TRENTON, NJ - The Senate Higher Education Committee advanced legislation sponsored by Senator Joe Kyrillos to decrease costs and increase transparency at higher education institutions by requiring colleges to publish an online breakdown of student fees and allow students to decline certain expenses.
The legislation, S-703, was originally introduced in 2011 after public outrage over the use of Rutgers University student activities funds to give Nicole “Snooki” Polizzi $32,000 to advise students: “Study hard, but party harder.”
“The growing cost of pursuing higher education is staggering, with many New Jersey students struggling to foot the bill and finish their degrees,” said Senator Kyrillos (R-Monmouth). “College students and their families should know exactly what they’re paying for, before their money is taken. By offering them the chance to opt-out, we are giving students the opportunity to create and pay for the college experience they want, instead of forcing them to pay for frivolous events that do not contribute to the quality education that they deserve.”
S-703 requires all higher education institutions to publish a full breakdown of student fees on the web.
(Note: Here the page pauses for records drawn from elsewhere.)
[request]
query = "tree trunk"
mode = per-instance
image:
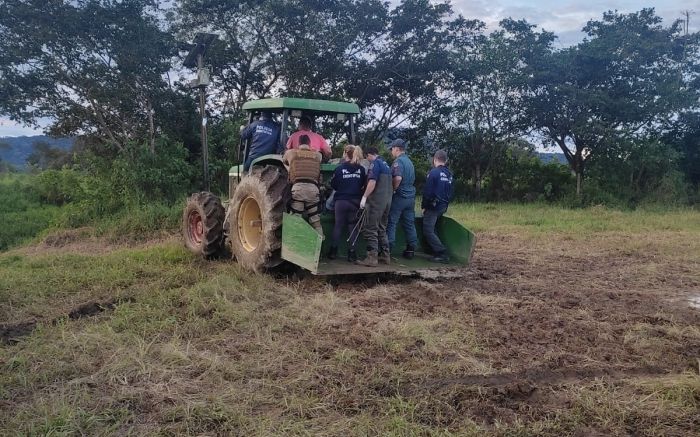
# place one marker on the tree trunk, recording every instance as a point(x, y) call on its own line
point(151, 127)
point(579, 183)
point(477, 180)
The fees must be sorted into categories, including “student managed entertainment” and “capitol improvement.” The bill would allow students to affirmatively opt-out of student-managed entertainment fees.
Under the bill, higher education intuitions must include the fee breakdown online and in an annual student consumer information report. Optional fee descriptions must state the nature of the item and overall cost. In an effort to simplify the process, the categories used in the report must be the same as those used on tuition bills. Students would not be able to opt out of costs covering capitol improvements, such as those needed for libraries, technology, health facilities, infrastructure.
“In order to make college more affordable for all New Jerseyans, colleges and universities must be more transparent and accountable when it comes to the cost of higher education,” Senator Kyrillos concluded.